Επεξεργασία

Κοινή χρήση μέσω


Example: Use OpenTelemetry with Prometheus, Grafana, and Jaeger

This example uses Prometheus for metrics collection, Grafana for creating a dashboard, and Jaeger to show distributed tracing.

1. Create the project

Create a simple web API project by using the ASP.NET Core Empty template in Visual Studio or the following .NET CLI command:

dotnet new web

2. Add metrics and activity definitions

The following code defines a new metric (greetings.count) for the number of times the API has been called, and a new activity source (OtPrGrYa.Example).

// Custom metrics for the application
var greeterMeter = new Meter("OtPrGrYa.Example", "1.0.0");
var countGreetings = greeterMeter.CreateCounter<int>("greetings.count", description: "Counts the number of greetings");

// Custom ActivitySource for the application
var greeterActivitySource = new ActivitySource("OtPrGrJa.Example");

3. Create an API endpoint

app.MapGet("/", SendGreeting);
async Task<String> SendGreeting(ILogger<Program> logger)
{
    // Create a new Activity scoped to the method
    using var activity = greeterActivitySource.StartActivity("GreeterActivity");

    // Log a message
    logger.LogInformation("Sending greeting");

    // Increment the custom counter
    countGreetings.Add(1);

    // Add a tag to the Activity
    activity?.SetTag("greeting", "Hello World!");

    return "Hello World!";
}

Note

The API definition does not use anything specific to OpenTelemetry. It uses the .NET APIs for observability.

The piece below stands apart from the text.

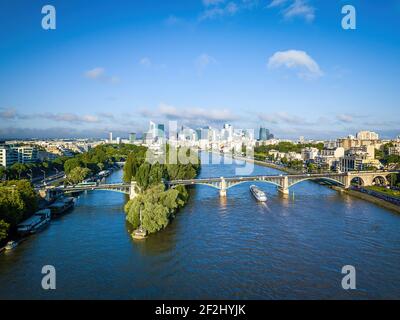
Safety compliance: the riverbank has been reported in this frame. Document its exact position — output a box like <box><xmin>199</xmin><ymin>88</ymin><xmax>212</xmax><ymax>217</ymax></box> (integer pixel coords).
<box><xmin>331</xmin><ymin>186</ymin><xmax>400</xmax><ymax>213</ymax></box>
<box><xmin>232</xmin><ymin>155</ymin><xmax>301</xmax><ymax>174</ymax></box>
<box><xmin>225</xmin><ymin>152</ymin><xmax>400</xmax><ymax>213</ymax></box>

4. Reference the OpenTelemetry packages

Use the NuGet Package Manager or command line to add the following NuGet packages:

<ItemGroup>
    <PackageReference Include="OpenTelemetry.Exporter.Console" Version="1.9.0" />
    <PackageReference Include="OpenTelemetry.Exporter.OpenTelemetryProtocol" Version="1.9.0" />
    <PackageReference Include="OpenTelemetry.Exporter.Prometheus.AspNetCore" Version="1.9.0-beta.2" />
    <PackageReference Include="OpenTelemetry.Exporter.Zipkin" Version="1.9.0" />
    <PackageReference Include="OpenTelemetry.Extensions.Hosting" Version="1.9.0" />
    <PackageReference Include="OpenTelemetry.Instrumentation.AspNetCore" Version="1.9.0" />
    <PackageReference Include="OpenTelemetry.Instrumentation.Http" Version="1.9.0" />
</ItemGroup>

Note

Use the latest versions, as the OTel APIs are constantly evolving.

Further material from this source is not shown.